The original plan for the tax cuts included doing away with all deductions including for dependents which was the most stupid plan I have seen.  If this keeps up the Democrats could make up ground in the fall in Oklahoma.  What tells me is that we need a viable Third Party because the two party system is failing right now.  I cannot believe that Republicans are so narrow minded in my state to even consider education cuts as a way to balance the budget.  They have convinced themselves that poor schools are the result of the unions which is not the case.  This is not a state which values education or we wouldn't be ranked 49th in funding.  Do they want to look ahead to the future or go back in time where the powers at be controlled the lives of the citizens who went along? 

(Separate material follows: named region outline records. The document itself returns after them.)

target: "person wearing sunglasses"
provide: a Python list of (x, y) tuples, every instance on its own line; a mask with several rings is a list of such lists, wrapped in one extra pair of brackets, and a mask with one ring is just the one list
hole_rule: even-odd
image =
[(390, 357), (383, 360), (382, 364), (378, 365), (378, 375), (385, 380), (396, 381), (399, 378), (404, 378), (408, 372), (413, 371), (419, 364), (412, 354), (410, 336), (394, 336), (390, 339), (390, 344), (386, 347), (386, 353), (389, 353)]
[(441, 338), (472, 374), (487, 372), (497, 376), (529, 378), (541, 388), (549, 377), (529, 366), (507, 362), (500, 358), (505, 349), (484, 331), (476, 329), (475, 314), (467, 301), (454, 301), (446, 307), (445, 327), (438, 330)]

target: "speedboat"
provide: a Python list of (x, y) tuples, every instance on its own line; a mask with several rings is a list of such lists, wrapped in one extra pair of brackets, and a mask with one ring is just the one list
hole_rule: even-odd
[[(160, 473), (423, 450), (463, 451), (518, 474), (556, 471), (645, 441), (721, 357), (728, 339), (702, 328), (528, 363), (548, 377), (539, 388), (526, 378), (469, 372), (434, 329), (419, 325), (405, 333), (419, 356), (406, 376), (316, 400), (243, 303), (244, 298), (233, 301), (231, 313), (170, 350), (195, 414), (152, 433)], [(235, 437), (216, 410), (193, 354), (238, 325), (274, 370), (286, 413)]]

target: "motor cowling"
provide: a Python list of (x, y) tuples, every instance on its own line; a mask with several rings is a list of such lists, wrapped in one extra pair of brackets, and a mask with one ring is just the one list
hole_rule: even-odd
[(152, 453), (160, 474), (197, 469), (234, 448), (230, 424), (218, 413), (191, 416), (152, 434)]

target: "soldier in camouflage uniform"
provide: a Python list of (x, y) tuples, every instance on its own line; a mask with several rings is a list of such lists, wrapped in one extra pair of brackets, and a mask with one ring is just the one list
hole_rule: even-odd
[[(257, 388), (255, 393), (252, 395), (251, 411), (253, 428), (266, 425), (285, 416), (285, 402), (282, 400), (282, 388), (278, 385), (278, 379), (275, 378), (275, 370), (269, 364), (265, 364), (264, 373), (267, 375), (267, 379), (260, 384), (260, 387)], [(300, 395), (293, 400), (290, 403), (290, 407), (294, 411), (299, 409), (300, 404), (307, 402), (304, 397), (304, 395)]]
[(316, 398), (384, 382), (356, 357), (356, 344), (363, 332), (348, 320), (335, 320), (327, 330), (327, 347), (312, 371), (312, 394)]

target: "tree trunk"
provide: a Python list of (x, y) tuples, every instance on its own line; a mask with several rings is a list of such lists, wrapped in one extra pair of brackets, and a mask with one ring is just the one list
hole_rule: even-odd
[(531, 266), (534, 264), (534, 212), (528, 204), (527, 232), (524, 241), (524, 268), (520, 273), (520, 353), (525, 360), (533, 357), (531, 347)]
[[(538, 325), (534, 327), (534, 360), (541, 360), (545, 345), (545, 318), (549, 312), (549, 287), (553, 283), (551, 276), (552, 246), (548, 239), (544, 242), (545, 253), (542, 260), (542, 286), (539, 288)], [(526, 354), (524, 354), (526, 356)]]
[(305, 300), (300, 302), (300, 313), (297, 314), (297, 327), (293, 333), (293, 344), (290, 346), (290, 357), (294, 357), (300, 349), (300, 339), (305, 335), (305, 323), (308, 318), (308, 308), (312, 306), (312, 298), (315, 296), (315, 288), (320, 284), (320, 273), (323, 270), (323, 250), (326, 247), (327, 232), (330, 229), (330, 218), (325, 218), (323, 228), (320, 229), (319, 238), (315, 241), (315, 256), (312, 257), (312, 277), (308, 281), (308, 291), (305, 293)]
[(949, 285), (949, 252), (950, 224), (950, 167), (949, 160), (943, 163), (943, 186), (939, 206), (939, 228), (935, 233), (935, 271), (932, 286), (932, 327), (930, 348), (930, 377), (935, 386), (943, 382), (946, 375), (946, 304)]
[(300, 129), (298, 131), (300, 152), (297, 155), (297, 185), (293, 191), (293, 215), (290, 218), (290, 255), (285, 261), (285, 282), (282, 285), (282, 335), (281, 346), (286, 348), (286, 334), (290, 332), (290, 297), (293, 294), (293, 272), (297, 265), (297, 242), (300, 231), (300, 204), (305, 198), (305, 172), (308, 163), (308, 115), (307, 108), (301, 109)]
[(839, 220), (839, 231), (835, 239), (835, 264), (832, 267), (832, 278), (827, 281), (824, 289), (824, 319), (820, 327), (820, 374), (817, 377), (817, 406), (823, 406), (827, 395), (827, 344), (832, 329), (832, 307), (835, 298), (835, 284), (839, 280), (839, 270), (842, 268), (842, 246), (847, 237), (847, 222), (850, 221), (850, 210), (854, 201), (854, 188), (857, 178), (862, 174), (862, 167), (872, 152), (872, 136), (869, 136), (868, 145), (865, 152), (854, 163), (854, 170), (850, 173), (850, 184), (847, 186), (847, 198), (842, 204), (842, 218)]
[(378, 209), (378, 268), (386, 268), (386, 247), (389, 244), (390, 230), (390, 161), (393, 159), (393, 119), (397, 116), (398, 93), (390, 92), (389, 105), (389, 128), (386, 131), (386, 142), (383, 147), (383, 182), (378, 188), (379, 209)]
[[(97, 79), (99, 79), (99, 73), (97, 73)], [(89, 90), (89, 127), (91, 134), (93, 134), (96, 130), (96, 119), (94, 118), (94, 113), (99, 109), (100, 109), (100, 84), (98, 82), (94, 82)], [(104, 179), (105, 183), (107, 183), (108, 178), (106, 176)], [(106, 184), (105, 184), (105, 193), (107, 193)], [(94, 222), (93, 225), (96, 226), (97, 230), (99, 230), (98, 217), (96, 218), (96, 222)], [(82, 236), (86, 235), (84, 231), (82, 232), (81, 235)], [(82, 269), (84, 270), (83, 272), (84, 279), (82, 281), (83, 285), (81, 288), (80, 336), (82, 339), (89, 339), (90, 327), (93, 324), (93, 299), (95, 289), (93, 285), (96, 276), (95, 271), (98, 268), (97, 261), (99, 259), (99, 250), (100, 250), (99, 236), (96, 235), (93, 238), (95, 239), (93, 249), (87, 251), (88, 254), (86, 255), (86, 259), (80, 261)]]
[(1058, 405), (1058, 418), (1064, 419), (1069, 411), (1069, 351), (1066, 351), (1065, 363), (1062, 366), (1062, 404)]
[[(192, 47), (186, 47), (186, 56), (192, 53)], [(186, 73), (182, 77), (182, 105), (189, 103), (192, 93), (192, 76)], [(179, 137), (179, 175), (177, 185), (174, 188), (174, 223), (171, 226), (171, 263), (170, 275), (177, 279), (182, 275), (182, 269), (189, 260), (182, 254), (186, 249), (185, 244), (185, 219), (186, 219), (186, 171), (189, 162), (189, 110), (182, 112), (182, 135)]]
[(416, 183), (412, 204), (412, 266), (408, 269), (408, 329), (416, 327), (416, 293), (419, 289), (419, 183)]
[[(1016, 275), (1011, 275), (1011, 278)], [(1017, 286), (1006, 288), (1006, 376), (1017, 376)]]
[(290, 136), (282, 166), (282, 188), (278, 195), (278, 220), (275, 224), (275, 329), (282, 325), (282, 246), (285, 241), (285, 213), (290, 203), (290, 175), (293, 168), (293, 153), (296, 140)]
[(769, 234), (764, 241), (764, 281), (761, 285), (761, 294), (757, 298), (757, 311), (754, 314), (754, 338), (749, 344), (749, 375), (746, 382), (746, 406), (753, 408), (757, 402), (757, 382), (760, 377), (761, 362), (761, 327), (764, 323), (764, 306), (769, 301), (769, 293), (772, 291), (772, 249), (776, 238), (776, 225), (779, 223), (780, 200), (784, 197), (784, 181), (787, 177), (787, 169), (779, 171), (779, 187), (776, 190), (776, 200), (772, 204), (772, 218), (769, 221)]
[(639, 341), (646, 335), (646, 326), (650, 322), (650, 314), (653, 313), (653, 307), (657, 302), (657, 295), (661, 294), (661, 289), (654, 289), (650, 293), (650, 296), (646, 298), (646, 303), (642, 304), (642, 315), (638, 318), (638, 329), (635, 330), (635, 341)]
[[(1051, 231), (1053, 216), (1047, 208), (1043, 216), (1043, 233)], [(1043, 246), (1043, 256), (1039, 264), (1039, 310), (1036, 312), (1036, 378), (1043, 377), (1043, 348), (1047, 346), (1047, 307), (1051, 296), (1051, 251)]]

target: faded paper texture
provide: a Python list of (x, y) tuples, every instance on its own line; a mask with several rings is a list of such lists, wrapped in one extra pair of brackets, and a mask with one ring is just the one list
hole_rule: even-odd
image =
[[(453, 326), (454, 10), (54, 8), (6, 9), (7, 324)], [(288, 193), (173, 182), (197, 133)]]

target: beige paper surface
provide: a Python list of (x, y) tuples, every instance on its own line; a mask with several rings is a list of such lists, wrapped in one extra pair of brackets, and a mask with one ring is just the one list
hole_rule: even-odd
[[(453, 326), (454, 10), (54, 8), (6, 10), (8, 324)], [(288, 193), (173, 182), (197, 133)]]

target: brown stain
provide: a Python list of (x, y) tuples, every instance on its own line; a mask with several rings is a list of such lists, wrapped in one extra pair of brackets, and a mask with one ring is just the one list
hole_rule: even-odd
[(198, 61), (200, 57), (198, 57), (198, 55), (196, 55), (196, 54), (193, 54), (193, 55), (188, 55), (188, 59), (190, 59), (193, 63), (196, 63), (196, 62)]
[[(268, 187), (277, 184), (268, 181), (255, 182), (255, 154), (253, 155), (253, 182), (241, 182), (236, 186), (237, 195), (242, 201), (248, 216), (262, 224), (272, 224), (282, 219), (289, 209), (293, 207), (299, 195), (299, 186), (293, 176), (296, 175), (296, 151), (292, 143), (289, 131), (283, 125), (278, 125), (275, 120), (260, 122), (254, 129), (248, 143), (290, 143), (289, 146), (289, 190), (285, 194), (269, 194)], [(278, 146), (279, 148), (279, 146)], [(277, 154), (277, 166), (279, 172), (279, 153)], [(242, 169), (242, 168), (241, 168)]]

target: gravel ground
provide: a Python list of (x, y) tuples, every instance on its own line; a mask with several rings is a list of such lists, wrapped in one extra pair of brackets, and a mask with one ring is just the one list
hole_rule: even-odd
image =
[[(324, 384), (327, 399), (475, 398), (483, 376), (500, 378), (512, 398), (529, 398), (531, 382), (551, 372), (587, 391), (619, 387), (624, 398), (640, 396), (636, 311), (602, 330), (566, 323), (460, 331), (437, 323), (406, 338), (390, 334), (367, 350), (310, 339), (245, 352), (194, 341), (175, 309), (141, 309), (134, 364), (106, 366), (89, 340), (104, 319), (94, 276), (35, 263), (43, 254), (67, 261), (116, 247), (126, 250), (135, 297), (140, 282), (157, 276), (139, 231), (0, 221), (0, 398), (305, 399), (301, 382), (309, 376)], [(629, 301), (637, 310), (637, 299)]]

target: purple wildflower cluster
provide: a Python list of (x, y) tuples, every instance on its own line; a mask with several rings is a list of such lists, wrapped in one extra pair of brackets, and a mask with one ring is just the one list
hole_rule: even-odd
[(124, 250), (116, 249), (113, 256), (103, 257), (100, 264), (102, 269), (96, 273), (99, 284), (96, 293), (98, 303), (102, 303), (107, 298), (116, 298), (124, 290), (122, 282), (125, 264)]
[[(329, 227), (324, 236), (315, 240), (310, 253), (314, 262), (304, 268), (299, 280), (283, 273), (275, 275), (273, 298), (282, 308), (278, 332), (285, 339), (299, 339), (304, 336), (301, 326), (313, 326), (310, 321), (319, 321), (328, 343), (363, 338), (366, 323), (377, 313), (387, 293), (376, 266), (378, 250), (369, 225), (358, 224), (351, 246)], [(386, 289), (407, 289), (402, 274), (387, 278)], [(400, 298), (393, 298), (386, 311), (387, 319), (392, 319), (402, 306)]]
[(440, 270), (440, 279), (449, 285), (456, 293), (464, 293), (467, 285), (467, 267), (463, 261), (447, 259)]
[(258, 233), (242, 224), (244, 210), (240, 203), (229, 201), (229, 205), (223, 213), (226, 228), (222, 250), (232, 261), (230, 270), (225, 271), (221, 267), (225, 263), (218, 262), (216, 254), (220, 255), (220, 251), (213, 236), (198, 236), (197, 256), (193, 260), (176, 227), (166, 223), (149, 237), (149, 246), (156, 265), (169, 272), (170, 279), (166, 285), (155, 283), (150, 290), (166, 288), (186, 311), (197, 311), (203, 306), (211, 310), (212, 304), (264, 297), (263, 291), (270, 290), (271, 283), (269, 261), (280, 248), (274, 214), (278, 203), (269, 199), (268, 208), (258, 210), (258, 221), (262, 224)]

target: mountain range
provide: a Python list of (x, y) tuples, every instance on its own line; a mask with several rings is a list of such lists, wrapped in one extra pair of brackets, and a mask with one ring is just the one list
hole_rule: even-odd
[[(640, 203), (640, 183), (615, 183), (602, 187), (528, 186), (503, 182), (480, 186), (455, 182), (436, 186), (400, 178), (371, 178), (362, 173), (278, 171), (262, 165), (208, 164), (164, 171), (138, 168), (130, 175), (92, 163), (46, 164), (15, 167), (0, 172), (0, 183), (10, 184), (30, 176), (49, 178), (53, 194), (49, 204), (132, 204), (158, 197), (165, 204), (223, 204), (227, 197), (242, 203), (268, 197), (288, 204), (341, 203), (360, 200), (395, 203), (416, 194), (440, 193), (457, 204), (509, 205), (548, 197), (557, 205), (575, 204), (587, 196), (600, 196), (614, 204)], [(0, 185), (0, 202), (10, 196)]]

When you read what the tax cuts actually entails from the Tulsa World, you are left with why are they doing this?  

OKLAHOMA CITY - About 54 percent of Oklahomans would owe less next year under a recently announced tax-cutting proposal, figures released Friday show.

About 21 percent of taxpayers would see no change, and about 24 percent would see an increase, according to figures compiled by the Oklahoma Tax Commission and released by the Oklahoma House of Representatives.
The average reduction in taxes would be $60 in tax year 2013 and $69 in 2014.
Rep. Joe Dorman, D-Rush Springs, said the measure will increase taxes on those who can least afford it. He said the measure runs counter to State Question 640, which voters approved in 1992. SQ 640 requires that tax increases receive three-fourths support in the House and the Senate, or go to a vote of the people. 
"The intention is honorable," Dorman said. "But it does raise taxes on a significant number of people. I think we should go back to the table and come up with something that benefits all Oklahomans." 
Lawmakers are playing a shell game, Dorman said, with a measure lowering taxes for the rich and increasing the burden on working-class Oklahomans to keep election-year promises.
Steele said he didn't think the proposal ran counter to SQ 640. 
"This represents a net tax decrease," he said. 
While some may not get as much back in their refunds, they will not be paying more, the speaker said.
When State Question 640 was passed it was not intended to be net but if anyone had increase in their taxes.  We pass a State Question and the leader and others in the House ignore the results.  This is sure to end up in Court and cost our state more money because the Republicans cannot follow the rules at the State Level either.

I support NO tax cuts for anyone until education is fully funded and we are no long 49th in funding for schools and our infrastructure of roads and bridges is fixed as we rank second when it comes to terrible roads and bridges from a study done last September.  We rank 49th in education funding and 49th for roads and bridges and yet our Legislature wants to cut the tax rate?  Beam me up Scotty!